Values for “Iter Seed” and “Iter Extend” depend on the number of aligning networks: the more networks we have, the higher these values should be. However, based on the experiments performed on real PPI networks and reported in15, we empirically established that 200 iterations of Gibbs sampling in both phases are enough to produce reliable results for up to 25 networks.

The choice of “Sigma” implies a trade-off between speed and accuracy of GASOLINE: the higher the σ, the faster is GASOLINE but the lower is accuracy. If networks are very sparse (like most of the existing PPI networks), low values of sigma (1 or 2) are recommended.

The “Optional parameters setting” panel contains three more input parameters:

  • “Overlap”: a value between 0 and 1, denoting the maximum allowed fraction of common nodes between two alignments, in order to be considered distinct. If two alignments have many nodes in common, the one with the least number of nodes is discarded from the final set;

  • “Refine”: the number of iterations of GASOLINE in the refinement phase;

  • “Min Complex Size”: the minimum size of conserved complexes in the final set of local alignments.

These parameters can be modified by checking the box “Active optional settings”, otherwise the default values will be used.

Note that a high value of the “Refine” parameter can be used to increase the accuracy of the local alignments, but the algorithm will be more time consuming. In our tests15, we experienced that a value of 10 guarantees the best trade-off between speed and accuracy of GASOLINE.

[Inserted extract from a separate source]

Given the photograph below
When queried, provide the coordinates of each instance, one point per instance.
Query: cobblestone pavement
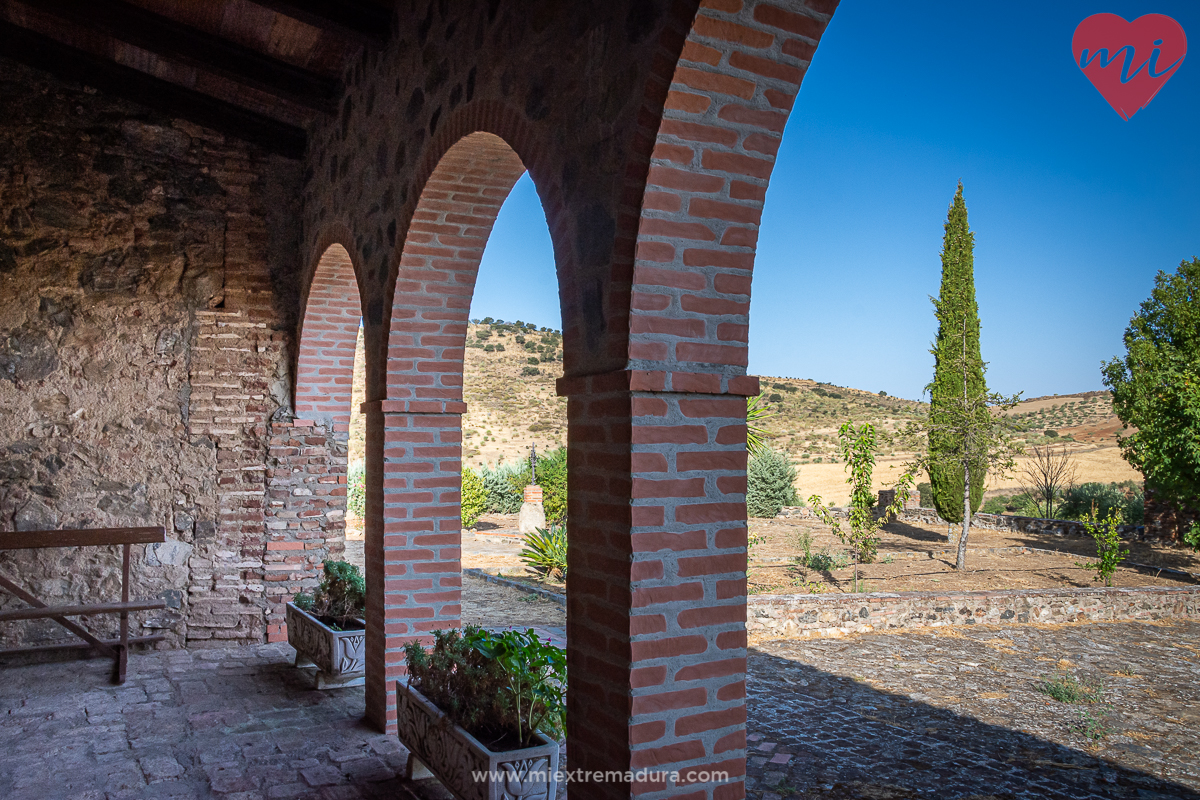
(948, 715)
(953, 715)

For the “Overlap” and “Min Complex Size” parameters, we suggest 0.5 and 5 as default values, respectively.

Finally, the user can specify an output folder for the final alignments, by clicking on the text field next to the “Output folder” label. Each local alignment will be stored in a separate text file into the specified folder, containing the list of aligned sub-graphs and the one-to-one mapping between aligned nodes.

Running GASOLINE

Once all the required input files are provided and all the parameters are set up, GASOLINE can be executed by clicking on the “Align” button. Then, a progress bar will appear.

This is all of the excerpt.